In the event of a liquidation or dissolution of BioTime, holders of Series A Preferred Stock will be entitled to receive payment of any accrued but unpaid preferred dividends before any assets may be distributed to holders of common shares and any other capital stock ranking junior to the Series A Preferred Stock with respect to the distribution of assets upon liquidation.  After payment of the accrued dividends, the Series A Preferred Stock will participate with the common shares and other capital stock ranking as parity stock or junior stock with respect to the Series A Preferred Stock in the distribution of any assets available to shareholders, as if the Series A Preferred Stock was then converted into common shares.

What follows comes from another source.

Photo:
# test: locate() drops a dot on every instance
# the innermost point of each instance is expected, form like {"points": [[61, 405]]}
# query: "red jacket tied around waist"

The Series A Preferred Stock will be entitled to vote with common shares on all matters submitted to common shareholders for approval.  Each share of Series A Preferred Stock will be entitled to a number of votes equal to the number common shares into which it could then be converted at the record date for the determination of the shareholders entitled to vote on such matters, or, if no such record date is established, at the date such vote is taken or any written consent of shareholders is solicited.  The Series A Preferred Stock will be entitled to vote as a separate class only as to the following matters:  (i) the creation of any preferred stock ranking as senior to the Series A Preferred Stock with respect to the payment of dividends, liquidation preferences or voting rights; (ii) a repurchase of any common shares or other stock ranking junior to the Series A Preferred Stock, except shares issued pursuant to or in connection with a compensation or incentive plan or agreement approved by BioTime’s Board of Directors for any officers, directors, employees or consultants of the company; (ii) any sale, conveyance, or other disposition of all or substantially all of BioTime's property or business, or any liquidation or dissolution of the company, or a merger into or consolidation with any other corporation (other than a wholly-owned subsidiary corporation), or any one or series of related transactions in which more than 50% of the voting power of BioTime is disposed of, unless upon consummation of such transaction the holders of Series A Preferred Stock would receive a distribution on account of each share of Series A Preferred Stock an amount of cash or other property or both having a value at least equal to the value of any cash, property, or both to which holders of common shares would be entitled to receive, plus the amount of any accrued but unpaid preferred dividends; (iii) any adverse change in the rights, preferences and privileges of the Series A Preferred Stock; or (iv) any amendment of BioTime’s Articles of Incorporation or Bylaws that results in any adverse change in the  rights, preferences or privileges of the Series A Preferred Stock; provided, that those voting rights shall not restrict or limit the rights and powers of BioTime’s Board of Directors to fix by resolution the rights, preferences, and privileges of, and restrictions and limitations on, stock ranking as parity stock or junior stock to Series A Preferred Stock.

These consolidated financial statements were approved by management and the Board of Directors, and were issued on March 17, 2014.  Subsequent events have been evaluated through that date.